Hitler é filho de Lênin?
Fazer da história um destino inapelável é uma forma pouco sofisticada de desresponsabilizar os crimes.
Simon Montefiore é um curioso historiador tornado romancista, que se especializou na história russa e tem produzido biografias sobre os Romanov e sobre Stalin (“A Corte do Czar Vermelho”, publicado em Portugal). Mas, ao contrário do que manda o ofício do historiador, Montefiore exibe uma relação sentimental com os seus biografados, definindo-os por traços que não podem ser mais do que atribuições hipotéticas e subjectivas. Assim, o seu fascínio por Stalin leva-o a descrevê-lo como “enérgico e vaidoso” (p.23), “loquaz, sociável e um excelente cantor” (p.24) que “zumbia de energia sensitiva” (p.65), sendo um “político superinteligente e dotado” (p.24), para chegar a afirmar que “a base do poder de Stalin dentro do partido não era o medo: era o encanto” (p.64), o que a história parece contrariar.
Na vertigem dos cem anos da revolução de Outubro, o nosso romancista acrescentou a esta história-socialite uma outra filosofia, a da história-destino. Em artigo no New York Times, que merece certamente ser destacado no Observador, deu voz a uma ideia circulante e cómoda: “Sem Lênin não teria havido Hitler”. Ele explica-se: “Sem a revolução russa de 1917, Hitler teria acabado como um pintor de postais em algum das lojas onde começou. Sem Lênin, nada de Hitler – e o século XX tornar-se-ia inimaginável. De facto, mesmo a geografia da nossa imaginação se tornaria inimaginável.” É sempre uma aventura imaginar o inimaginável que a imaginação não consegue descrever. Mas Montefiore vai disparado e todo o século XX mudou na sua fantasia: “Mao, que recebeu uma grande ajuda soviética nos anos 1940, não teria conquistado a China, que talvez ainda fosse dirigida pela família de Chiang Kai-Chek. As inspirações que iluminaram as montanhas de Cuba e as selvas do Vietname nunca teriam acontecido. Não teria havido Guerra Fria.”
É melhor pararmos antes que nos diga que, sem Lênin, nunca teria havido uma cápsula a viajar até à Lua ou que Éder não teria marcado o golo da vitória no campeonato europeu. De facto, a curiosidade desta narrativa sobre o destino cósmico é que é estritamente instrumental e portanto ideológica: em vez de analisar os factos e os processos sociais e políticos, Montefiore quer atribuir culpas e ajustar contas e escolhe para isso atrabiliariamente os seus alvos. Ora, a falsidade de tais propósitos é grotesca: se o nazismo resulta da vontade de sectores importantes do capital alemão de destruírem os movimentos populares que o ameaçavam na Alemanha, e que foram apoiados pelo impacto da revolução em Petrogrado, isolar o nazismo como uma irritação anti-soviética é desculpá-lo ou, pior, ignorar que o mesmo sistema de acumulação de capital já tinha gerado a escravatura, o colonialismo e bastas ditaduras ocidentais. O capitalismo foi fascista sempre que precisou de o ser.

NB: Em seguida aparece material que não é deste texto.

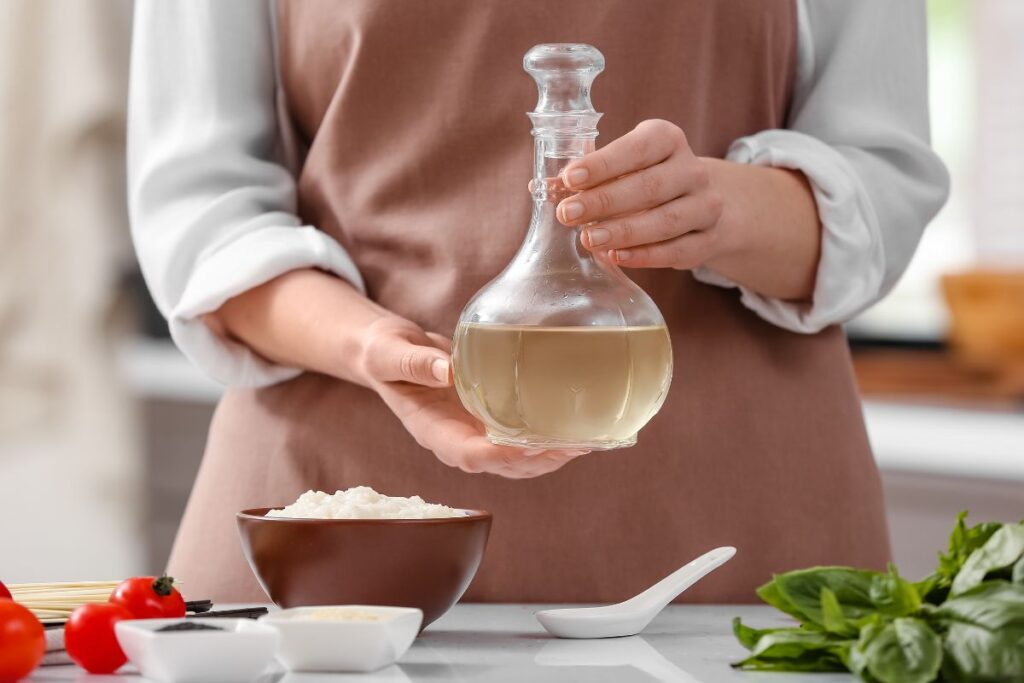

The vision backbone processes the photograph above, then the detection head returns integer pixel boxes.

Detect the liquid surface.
[453,324,672,449]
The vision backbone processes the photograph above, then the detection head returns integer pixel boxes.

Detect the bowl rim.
[234,505,494,526]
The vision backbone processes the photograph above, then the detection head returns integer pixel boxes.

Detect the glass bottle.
[453,44,672,450]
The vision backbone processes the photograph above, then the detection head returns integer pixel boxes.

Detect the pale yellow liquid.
[453,324,672,449]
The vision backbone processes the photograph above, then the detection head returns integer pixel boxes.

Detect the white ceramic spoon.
[536,546,736,638]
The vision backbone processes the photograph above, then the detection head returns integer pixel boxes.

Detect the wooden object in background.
[942,270,1024,378]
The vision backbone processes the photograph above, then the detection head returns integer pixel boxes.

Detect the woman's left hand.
[557,119,724,269]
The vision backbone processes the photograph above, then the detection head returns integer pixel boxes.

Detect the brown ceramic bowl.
[238,508,490,627]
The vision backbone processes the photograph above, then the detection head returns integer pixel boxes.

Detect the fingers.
[581,194,721,250]
[364,330,451,387]
[455,448,589,479]
[556,156,708,225]
[608,230,718,270]
[427,332,452,354]
[562,119,688,190]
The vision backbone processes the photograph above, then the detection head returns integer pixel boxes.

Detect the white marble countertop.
[27,604,854,683]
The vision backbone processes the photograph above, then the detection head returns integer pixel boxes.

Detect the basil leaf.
[942,623,1024,683]
[935,510,1002,586]
[933,581,1024,631]
[732,628,853,671]
[950,524,1024,595]
[732,616,785,650]
[821,588,857,638]
[757,575,807,622]
[863,616,942,683]
[774,567,880,628]
[847,614,888,680]
[868,564,921,616]
[732,651,847,672]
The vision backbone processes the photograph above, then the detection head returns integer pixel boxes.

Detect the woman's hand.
[557,120,722,268]
[557,120,821,300]
[361,315,586,479]
[205,269,584,478]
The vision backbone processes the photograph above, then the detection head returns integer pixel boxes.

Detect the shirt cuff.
[169,226,366,387]
[693,130,885,334]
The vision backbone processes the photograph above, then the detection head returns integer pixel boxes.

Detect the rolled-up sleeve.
[128,0,362,386]
[694,0,949,333]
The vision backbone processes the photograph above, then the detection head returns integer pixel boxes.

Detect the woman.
[130,0,946,601]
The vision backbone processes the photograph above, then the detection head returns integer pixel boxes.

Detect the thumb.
[369,337,452,387]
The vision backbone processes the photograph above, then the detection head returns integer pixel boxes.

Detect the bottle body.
[452,45,673,450]
[453,323,672,449]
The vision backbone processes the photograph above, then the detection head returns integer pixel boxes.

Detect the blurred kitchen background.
[0,0,1024,583]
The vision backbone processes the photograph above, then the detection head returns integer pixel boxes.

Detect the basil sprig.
[732,512,1024,683]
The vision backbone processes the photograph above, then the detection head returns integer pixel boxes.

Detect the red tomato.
[65,602,132,674]
[0,599,46,683]
[111,577,185,618]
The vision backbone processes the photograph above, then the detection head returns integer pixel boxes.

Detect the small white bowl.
[114,617,281,683]
[259,605,423,672]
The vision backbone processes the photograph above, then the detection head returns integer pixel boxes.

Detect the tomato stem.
[153,574,174,597]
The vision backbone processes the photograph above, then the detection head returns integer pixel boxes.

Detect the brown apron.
[170,0,889,602]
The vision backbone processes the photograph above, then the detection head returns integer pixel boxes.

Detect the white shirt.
[128,0,948,386]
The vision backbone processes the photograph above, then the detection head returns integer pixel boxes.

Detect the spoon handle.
[624,546,736,610]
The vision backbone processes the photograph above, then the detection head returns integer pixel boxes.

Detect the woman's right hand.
[206,269,586,479]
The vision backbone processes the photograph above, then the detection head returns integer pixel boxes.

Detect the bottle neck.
[520,136,600,272]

Assim, a história é sempre uma escolha: em todos os momentos, encontra bifurcações, alternativas possíveis que dependem da vontade dos actores sociais, da relação de forças e das estratégias seguidas. Fazer da história um destino inapelável é uma forma pouco sofisticada de desresponsabilizar os crimes, neste caso os de Hitler, para nem discutir a esfusiante narrativa sobre o século XX com a eternidade da família Chiang Kai-Chek ou com Fidel Castro a desaparecer na Sierra Maestra e os casinos de Baptista e da Mafia a prosperarem até aos dias de hoje.
O problema suplementar desta história fantasiosa é que nunca tem um princípio: se Hitler e Stalin são filhos de Lênin, este é filho de quem? Dos Romanov? De Marx? E Marx é filho de Hegel, Hegel é filho de Napoleão, este de Maria Antonieta, esta de Mazarino, este de Alexandre Dumas, este do iluminismo? Chegamos a Gengis Khan ou a Júlio César? A Cristo? Uma história ideológica é sempre uma mentira patética.